Budget 2023-24: unrealistic and overambitious
The federal budget 2023-24 has been variously described by observers of the national economic scene. Some commentators have called it an exercise in futility while others have characterized the budget as a jugglery of words and figures.
For example, the budget offers an overambitious estimate of revenue collection as the assumptions for the same have no sound basis. These include an overstated growth rate in tax paying sectors, shrinking capacity of existing taxpayers due to 38 percent consumer price index in May 2023, negative 8.1 percent large scale manufacturing growth during July-March 2023 and similar other hurdles.
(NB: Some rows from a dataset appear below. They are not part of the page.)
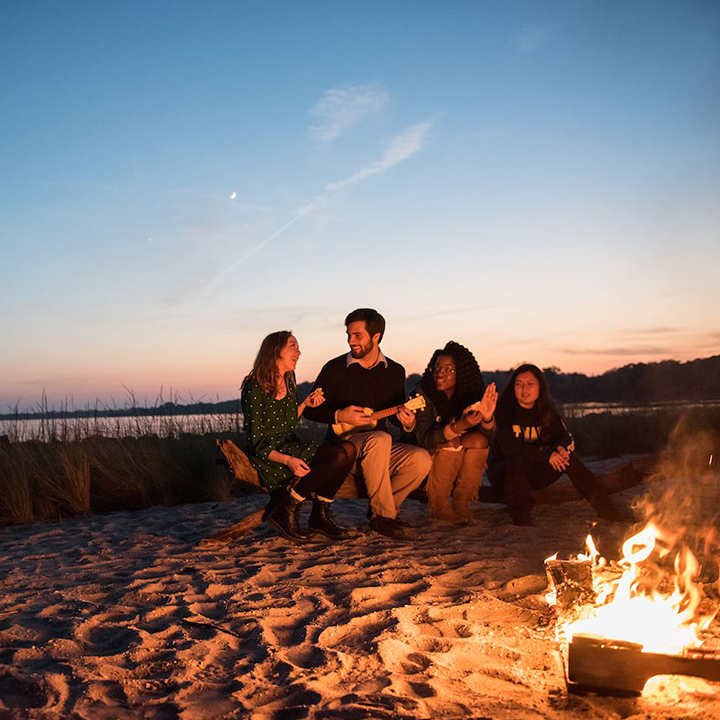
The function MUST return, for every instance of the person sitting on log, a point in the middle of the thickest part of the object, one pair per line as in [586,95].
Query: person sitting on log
[455,427]
[288,467]
[533,448]
[356,383]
The budget also projects a greater rise in current expenditure as well as development expenditure which is clearly overstated as compared to previous years.
The budget for the next fiscal year estimates a current expenditure rise of 26.5 percent from the revised estimates of this year, and a rise of 53 percent from what was budgeted for the outgoing year, a PSDP 31 percent higher, with revenue from direct taxes to rise by 25.5 percent with the bulk from withholding taxes in the sales tax mode.
The Federal Board of Revenue’s projection of 9 trillion rupees revenue for next year is unrealistically as it is premised on 8.9 percent import growth in US dollars, 32.4 percent growth in rupees, average exchange rate of 190 rupees to the dollar, inflation of 21 percent which is unlikely in the face of the massive rise in the budgeted salaries and pensions that would fuel wage push inflation. Further, GDP growth of 3.5 percent and LSM growth of 3.6 percent are too optimistic given the negative 8.1 percent growth during the first ten months of the year.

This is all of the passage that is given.